Raymore could not understand why Crawleigh was interested, if indeed he was. He watched them together at one drawing-room gathering following a dinner party. Rosalind was dressed vividly, as she usually was these days, in emerald-green satin. Her hair, dressed high in intricate coils, shone and made her neck appear long and slender. She was laughing. Her dark eyes sparkled, her teeth showed very white in contrast to the darkness of her hair. Had her face been so animated when she had first arrived in his house? He seemed to remember gaining an impression of a stubborn will and perhaps a sullen nature.

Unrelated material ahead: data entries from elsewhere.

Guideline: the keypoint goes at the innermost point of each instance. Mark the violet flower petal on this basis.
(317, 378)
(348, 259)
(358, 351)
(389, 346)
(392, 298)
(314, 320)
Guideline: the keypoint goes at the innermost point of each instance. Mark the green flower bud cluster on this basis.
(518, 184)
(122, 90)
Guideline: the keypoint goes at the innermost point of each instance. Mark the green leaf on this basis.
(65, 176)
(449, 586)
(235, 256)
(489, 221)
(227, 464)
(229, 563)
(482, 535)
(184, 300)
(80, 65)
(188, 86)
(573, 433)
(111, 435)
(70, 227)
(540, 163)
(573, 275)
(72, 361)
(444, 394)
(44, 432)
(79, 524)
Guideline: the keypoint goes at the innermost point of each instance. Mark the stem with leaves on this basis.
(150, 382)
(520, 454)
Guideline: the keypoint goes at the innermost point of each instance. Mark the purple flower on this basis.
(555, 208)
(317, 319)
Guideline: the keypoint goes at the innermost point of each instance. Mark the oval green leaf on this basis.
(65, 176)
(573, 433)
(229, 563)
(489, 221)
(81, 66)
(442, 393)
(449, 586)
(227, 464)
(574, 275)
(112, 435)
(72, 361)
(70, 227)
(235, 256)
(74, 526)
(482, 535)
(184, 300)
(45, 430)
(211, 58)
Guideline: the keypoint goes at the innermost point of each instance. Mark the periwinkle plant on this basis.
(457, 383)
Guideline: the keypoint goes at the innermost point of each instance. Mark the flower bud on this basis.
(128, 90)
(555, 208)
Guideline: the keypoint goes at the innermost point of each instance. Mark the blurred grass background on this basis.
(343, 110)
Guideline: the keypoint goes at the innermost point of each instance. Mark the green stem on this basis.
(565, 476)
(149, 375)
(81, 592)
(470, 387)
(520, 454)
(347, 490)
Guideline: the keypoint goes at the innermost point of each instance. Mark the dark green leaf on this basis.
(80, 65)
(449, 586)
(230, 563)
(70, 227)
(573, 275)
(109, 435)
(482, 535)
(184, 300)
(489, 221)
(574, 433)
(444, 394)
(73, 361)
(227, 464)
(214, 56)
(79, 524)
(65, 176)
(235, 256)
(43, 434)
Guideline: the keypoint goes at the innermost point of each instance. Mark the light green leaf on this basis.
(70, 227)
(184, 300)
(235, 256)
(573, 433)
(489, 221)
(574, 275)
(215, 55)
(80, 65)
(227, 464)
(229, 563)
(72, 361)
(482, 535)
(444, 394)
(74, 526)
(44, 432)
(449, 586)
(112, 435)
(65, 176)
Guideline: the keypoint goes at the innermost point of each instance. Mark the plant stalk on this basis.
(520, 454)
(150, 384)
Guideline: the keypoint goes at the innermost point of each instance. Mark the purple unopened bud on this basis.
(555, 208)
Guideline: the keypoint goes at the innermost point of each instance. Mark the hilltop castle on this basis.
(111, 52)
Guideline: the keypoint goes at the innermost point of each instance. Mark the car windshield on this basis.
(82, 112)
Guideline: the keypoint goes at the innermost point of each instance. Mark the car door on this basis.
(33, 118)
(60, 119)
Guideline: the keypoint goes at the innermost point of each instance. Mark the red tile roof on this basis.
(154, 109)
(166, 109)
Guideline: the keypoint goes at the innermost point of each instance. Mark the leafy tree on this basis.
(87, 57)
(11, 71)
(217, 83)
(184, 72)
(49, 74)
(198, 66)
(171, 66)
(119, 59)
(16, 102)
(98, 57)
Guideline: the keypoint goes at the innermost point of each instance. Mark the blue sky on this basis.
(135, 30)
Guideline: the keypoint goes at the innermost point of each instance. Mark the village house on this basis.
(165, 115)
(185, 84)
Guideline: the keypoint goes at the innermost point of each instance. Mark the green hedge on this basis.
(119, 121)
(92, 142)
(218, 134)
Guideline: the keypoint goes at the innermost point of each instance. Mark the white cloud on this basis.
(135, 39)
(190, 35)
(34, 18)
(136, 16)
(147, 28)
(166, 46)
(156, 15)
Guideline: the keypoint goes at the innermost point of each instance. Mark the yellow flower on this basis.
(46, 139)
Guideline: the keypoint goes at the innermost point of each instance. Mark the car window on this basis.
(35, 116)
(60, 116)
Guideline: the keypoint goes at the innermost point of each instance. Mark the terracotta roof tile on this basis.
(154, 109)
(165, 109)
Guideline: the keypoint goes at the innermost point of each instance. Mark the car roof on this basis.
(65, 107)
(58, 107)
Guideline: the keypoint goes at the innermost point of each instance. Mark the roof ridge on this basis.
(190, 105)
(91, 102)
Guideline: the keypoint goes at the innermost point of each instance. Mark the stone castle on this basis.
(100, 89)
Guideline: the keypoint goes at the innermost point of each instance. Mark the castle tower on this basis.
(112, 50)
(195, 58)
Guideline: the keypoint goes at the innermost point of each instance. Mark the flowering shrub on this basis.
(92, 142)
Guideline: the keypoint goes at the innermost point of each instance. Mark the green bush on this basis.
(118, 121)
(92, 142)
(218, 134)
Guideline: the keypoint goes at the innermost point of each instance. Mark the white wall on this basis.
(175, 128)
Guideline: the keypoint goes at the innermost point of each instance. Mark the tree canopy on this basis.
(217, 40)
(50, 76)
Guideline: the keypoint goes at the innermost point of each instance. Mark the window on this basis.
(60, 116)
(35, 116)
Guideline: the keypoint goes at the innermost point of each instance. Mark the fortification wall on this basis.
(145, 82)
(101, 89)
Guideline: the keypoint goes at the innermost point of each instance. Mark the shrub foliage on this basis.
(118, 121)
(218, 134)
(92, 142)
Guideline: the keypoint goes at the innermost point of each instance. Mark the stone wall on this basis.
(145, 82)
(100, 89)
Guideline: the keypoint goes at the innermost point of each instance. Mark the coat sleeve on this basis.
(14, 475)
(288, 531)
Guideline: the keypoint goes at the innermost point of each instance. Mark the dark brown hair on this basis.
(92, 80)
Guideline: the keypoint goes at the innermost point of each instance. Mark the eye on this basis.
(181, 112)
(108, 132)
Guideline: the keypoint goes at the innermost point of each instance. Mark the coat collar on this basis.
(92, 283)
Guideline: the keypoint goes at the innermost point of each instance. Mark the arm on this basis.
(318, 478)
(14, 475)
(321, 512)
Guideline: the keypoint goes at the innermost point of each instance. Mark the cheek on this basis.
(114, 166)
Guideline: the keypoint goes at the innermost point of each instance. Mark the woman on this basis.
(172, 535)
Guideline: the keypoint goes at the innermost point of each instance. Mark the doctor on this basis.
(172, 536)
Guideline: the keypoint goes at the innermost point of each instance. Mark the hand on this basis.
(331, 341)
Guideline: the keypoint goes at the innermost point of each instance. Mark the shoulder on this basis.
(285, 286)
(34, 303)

His eyes slid down her body. The gown became her well. Its bright color and high sheen gave the impression of elegance, although its style was not calculated to reveal her figure. Raymore remembered those full breasts beneath his hands, the tiny waist, the flaring hips. She laughed again as he watched, a pealing, girlish laugh, and laid a hand lightly on Crawleigh's sleeve for a moment. The earl felt anger flaring. She need not set her cap so blatantly at the man. It might be a brilliant match for her if she could accomplish her goal, but he could not like the connection. He did not have a chance to analyze his feeling; his hostess claimed his attention at that point.
Rosalind's sessions in the music room had not discontinued after her come-out ball. In fact, it became almost a necessity to her to spend at least an hour a day playing and singing. Music soothed her and provided some kind of anchor to an existence that she found a great strain. Rarely was she at ease when she was in society. With Sir Bernard and Sir Henry Martel she found she could relax, but she was always aware of other people in the room and she always wondered what they thought of her, especially when she found it impossible to stay seated. But in the music room she could be herself, forget that she was not as other women. Cousin Hetty had warned her that Raymore had one of his concerts planned for later in the spring and that the artists he chose would probably use the music room for a few weeks prior to the performance. But for the time the room was hers. No one else ever used it and no one ever came there to interrupt her. She believed that no one else except Cousin Hetty and Sylvia even knew that she practiced there regularly.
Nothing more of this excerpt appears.